DOT holders can also be elected as council members to represent passive stakeholders in two key governance roles. The first is proposing referenda and the second is vetoing potentially dangerous or malicious referenda. These council members work with the technical committee which is made up of teams actively building Polkadot, with the ability to propose emergency referenda for fast-tracking the voting and implementation of urgent updates.

Consensus

The second functionality of holding DOTs is to help facilitate the underlying consensus mechanism (GRANDPA) of the protocol.
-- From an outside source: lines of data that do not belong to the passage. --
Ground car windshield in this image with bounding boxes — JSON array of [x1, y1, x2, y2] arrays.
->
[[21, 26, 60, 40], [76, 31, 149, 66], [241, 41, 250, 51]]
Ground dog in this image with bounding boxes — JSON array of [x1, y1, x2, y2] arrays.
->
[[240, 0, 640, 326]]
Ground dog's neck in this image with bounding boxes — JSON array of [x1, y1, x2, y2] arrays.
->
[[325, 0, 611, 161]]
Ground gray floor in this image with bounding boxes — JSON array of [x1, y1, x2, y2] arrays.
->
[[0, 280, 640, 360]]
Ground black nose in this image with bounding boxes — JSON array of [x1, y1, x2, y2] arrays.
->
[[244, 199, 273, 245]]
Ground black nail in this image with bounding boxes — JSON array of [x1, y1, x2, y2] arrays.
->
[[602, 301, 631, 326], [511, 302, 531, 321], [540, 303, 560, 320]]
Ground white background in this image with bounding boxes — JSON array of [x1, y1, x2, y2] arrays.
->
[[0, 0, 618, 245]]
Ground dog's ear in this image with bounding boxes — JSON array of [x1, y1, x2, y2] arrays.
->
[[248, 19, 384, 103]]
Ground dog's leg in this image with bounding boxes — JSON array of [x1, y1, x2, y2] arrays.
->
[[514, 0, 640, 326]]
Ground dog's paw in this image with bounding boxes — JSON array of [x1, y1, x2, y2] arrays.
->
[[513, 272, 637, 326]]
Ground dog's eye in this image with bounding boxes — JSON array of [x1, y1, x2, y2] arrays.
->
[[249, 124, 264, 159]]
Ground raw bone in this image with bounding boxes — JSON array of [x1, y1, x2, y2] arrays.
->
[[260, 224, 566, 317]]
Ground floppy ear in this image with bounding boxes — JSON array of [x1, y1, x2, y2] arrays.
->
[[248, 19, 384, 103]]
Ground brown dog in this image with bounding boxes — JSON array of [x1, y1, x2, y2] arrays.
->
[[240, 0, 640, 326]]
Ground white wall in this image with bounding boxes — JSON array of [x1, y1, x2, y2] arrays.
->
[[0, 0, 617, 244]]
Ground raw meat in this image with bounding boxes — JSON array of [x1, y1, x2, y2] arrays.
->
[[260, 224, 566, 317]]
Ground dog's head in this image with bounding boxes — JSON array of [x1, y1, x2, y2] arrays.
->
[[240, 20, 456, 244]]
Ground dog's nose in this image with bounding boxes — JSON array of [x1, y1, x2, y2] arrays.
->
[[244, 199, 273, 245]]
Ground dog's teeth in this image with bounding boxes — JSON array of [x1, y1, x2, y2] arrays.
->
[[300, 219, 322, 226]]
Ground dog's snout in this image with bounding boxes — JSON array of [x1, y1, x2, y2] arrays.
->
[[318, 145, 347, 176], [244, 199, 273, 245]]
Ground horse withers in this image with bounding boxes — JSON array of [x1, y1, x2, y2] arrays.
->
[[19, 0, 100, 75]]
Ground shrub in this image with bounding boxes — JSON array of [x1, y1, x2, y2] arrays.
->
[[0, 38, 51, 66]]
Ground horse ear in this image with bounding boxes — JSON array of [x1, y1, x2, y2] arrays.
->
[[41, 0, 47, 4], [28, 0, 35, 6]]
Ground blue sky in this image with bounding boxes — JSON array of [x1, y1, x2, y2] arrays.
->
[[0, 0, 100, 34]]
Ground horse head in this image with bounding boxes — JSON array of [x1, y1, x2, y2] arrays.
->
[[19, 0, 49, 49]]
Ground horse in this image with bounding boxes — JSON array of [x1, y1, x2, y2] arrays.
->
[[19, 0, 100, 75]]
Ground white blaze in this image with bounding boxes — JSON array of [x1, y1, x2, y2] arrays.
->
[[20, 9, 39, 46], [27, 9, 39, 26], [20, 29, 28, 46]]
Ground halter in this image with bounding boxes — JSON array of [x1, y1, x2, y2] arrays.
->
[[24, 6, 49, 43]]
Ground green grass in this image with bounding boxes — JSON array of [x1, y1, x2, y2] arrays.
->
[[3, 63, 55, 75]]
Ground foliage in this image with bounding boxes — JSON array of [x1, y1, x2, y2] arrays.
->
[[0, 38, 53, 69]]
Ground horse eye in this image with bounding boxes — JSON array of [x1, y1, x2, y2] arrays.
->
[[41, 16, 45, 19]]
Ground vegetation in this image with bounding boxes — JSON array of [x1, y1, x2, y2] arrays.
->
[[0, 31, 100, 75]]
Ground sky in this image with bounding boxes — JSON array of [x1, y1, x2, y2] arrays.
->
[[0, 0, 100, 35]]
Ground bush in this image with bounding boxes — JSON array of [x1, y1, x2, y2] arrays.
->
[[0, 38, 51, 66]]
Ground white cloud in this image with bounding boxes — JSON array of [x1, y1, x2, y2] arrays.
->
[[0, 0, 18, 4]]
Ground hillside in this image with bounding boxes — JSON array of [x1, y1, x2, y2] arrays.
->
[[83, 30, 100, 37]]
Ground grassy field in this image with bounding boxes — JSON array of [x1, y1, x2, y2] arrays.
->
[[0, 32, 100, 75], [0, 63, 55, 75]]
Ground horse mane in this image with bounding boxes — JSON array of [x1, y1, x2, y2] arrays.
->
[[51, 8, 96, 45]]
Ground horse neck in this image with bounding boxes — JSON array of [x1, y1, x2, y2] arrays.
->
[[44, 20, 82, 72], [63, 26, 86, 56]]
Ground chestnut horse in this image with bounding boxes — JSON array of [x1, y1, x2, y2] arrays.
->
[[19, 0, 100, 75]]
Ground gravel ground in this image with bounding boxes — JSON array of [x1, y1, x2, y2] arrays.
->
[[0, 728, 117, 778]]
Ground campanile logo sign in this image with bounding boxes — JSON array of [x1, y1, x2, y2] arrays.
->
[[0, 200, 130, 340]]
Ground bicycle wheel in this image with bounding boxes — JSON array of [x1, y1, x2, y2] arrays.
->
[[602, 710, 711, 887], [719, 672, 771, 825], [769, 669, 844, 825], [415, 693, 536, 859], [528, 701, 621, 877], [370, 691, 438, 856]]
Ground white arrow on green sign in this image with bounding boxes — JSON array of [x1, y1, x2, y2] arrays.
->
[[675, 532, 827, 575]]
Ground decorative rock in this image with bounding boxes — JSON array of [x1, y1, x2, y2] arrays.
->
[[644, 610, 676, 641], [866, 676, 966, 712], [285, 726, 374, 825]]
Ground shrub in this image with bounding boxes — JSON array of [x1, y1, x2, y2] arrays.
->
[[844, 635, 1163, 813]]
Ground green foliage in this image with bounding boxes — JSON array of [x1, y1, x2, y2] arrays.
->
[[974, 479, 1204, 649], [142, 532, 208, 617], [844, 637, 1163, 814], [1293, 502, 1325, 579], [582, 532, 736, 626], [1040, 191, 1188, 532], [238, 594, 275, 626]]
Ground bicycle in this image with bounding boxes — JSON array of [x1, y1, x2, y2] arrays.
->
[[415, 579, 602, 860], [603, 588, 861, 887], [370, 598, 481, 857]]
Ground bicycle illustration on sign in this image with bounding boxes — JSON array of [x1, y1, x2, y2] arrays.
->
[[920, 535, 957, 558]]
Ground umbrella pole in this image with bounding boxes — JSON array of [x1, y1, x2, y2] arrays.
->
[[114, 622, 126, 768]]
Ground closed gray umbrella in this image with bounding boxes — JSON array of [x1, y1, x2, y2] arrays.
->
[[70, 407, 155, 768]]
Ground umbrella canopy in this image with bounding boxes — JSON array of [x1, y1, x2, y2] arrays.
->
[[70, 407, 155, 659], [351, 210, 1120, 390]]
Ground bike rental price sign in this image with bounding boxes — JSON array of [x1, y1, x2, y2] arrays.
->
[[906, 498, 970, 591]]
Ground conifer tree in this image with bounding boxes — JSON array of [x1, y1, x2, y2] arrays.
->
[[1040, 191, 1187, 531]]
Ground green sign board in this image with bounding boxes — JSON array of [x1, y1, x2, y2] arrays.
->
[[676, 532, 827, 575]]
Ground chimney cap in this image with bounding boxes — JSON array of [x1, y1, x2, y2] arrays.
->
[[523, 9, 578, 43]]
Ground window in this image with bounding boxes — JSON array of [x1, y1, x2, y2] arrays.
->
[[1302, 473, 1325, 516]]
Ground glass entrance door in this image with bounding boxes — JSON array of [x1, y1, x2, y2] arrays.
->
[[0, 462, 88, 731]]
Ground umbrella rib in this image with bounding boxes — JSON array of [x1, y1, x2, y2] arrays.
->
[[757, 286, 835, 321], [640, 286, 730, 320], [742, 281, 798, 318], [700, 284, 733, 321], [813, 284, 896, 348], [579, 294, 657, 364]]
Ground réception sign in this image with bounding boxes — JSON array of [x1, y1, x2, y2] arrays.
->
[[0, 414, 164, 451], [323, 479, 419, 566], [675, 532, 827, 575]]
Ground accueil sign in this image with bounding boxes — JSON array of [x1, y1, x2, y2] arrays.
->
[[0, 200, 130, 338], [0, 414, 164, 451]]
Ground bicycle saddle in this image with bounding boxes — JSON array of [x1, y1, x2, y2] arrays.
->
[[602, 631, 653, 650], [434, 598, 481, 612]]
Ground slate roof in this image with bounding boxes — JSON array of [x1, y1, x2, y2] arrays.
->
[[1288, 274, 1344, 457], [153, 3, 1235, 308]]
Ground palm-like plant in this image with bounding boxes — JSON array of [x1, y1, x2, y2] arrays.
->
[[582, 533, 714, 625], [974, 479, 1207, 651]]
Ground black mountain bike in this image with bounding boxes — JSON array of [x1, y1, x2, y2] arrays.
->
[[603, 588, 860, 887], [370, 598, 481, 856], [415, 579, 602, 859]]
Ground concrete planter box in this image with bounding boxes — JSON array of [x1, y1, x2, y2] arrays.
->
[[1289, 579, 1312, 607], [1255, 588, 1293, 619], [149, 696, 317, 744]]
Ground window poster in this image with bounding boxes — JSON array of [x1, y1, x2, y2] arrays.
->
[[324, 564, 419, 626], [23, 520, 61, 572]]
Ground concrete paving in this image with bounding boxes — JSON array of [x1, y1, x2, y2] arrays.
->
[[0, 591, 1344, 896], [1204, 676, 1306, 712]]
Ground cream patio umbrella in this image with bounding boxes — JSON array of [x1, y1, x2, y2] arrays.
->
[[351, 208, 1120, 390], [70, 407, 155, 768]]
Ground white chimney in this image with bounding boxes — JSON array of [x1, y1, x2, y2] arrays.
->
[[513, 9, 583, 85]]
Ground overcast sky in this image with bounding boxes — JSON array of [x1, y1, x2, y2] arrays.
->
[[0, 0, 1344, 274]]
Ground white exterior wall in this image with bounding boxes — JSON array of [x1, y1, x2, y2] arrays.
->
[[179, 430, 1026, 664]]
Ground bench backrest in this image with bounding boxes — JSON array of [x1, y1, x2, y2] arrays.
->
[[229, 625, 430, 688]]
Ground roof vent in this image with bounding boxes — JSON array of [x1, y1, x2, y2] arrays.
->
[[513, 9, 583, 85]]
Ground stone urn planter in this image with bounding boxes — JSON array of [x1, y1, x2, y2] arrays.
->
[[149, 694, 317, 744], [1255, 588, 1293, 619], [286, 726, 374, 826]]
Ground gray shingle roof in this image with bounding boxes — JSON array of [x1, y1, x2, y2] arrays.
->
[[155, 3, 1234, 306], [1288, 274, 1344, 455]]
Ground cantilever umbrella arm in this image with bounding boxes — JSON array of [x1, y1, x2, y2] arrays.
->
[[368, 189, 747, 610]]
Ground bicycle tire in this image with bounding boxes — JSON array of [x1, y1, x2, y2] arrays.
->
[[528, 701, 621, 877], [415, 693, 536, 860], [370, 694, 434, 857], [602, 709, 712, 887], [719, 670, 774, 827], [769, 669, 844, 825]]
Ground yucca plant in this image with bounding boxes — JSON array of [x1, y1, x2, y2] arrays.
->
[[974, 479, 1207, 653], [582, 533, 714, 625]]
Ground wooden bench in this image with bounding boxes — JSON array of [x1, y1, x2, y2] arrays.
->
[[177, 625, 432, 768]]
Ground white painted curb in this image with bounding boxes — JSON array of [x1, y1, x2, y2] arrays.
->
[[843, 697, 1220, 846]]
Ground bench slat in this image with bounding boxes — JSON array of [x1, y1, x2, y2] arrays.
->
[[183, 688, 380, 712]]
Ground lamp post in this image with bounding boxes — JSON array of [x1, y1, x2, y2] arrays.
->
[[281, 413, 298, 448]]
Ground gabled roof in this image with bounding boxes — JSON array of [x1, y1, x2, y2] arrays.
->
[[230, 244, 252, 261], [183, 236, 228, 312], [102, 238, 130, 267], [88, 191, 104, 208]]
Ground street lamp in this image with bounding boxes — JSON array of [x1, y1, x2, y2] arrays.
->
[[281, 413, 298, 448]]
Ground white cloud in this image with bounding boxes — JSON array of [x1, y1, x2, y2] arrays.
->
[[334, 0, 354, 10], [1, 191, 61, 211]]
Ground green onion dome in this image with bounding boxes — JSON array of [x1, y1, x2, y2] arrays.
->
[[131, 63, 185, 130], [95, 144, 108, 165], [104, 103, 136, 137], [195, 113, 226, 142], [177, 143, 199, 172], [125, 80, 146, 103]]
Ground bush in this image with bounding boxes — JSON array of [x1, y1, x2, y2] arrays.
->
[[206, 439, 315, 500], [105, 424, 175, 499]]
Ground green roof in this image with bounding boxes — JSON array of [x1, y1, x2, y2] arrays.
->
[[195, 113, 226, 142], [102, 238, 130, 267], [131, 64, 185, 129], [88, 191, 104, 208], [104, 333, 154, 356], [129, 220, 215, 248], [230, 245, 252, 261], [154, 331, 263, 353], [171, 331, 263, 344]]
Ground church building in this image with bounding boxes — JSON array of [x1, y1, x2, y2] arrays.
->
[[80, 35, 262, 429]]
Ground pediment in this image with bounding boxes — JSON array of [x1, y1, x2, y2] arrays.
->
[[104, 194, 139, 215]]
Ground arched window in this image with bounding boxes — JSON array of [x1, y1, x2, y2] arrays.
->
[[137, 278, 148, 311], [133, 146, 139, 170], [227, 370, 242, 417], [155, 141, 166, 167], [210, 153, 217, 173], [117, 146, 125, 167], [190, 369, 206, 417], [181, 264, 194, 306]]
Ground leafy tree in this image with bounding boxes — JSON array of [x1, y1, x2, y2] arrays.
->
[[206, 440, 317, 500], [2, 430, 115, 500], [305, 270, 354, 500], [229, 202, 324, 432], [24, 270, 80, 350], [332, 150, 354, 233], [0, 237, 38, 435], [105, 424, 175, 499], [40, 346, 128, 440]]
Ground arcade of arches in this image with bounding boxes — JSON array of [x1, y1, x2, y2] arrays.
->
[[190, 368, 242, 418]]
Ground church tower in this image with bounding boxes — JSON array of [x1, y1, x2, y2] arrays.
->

DOT holders play an active role in helping relay transactions across the parachains by bonding their tokens to perform these actions. This acts as an incentive mechanism that disincentivizes malicious behaviour and incentivizes active and good-faith participation.

Moreover, new parachains will be added through the act of bonding tokens. And outdated parachains can be removed by removing bonded tokens, creating a form of proof of stake.

Holders of DOTs can act as a validator, collator, nominator, or fisherman. Validators secure the relay chain by bonding their DOTs, validating proofs from collators, and participating in consensus with other validators. Nominators select the validators, and collators maintain each shard chain by collecting shard transactions from users and producing proofs for validators. Meanwhile, fishermen monitor the network and report bad behavior to the validators.

Messaging

The third and final function of DOTs is a medium of exchange so that validators can be paid to ferry messages across the parachains. With a market mechanism in place, users will pay fees to have their message be relayed between nodes on the network and included on the relay chain.

Token Distribution

Polkadot anticipates ten million DOTs will be part of the genesis block planned for mid-2020. Five million of these DOTs were sold in Autumn of 2017 and of the remaining five million DOTs, two million will be sold or distributed before genesis. And the last three million DOTs will be given to the Web3 Foundation.

Conclusion

Polkadot is a next-generation sharded blockchain platform connecting unique blockchains with one another with the ability to scale them through decentralized proof-of-stake consensus. They plan on launching later this year with one relay chain and several parachains with the goal of getting to 100 parachains soon after.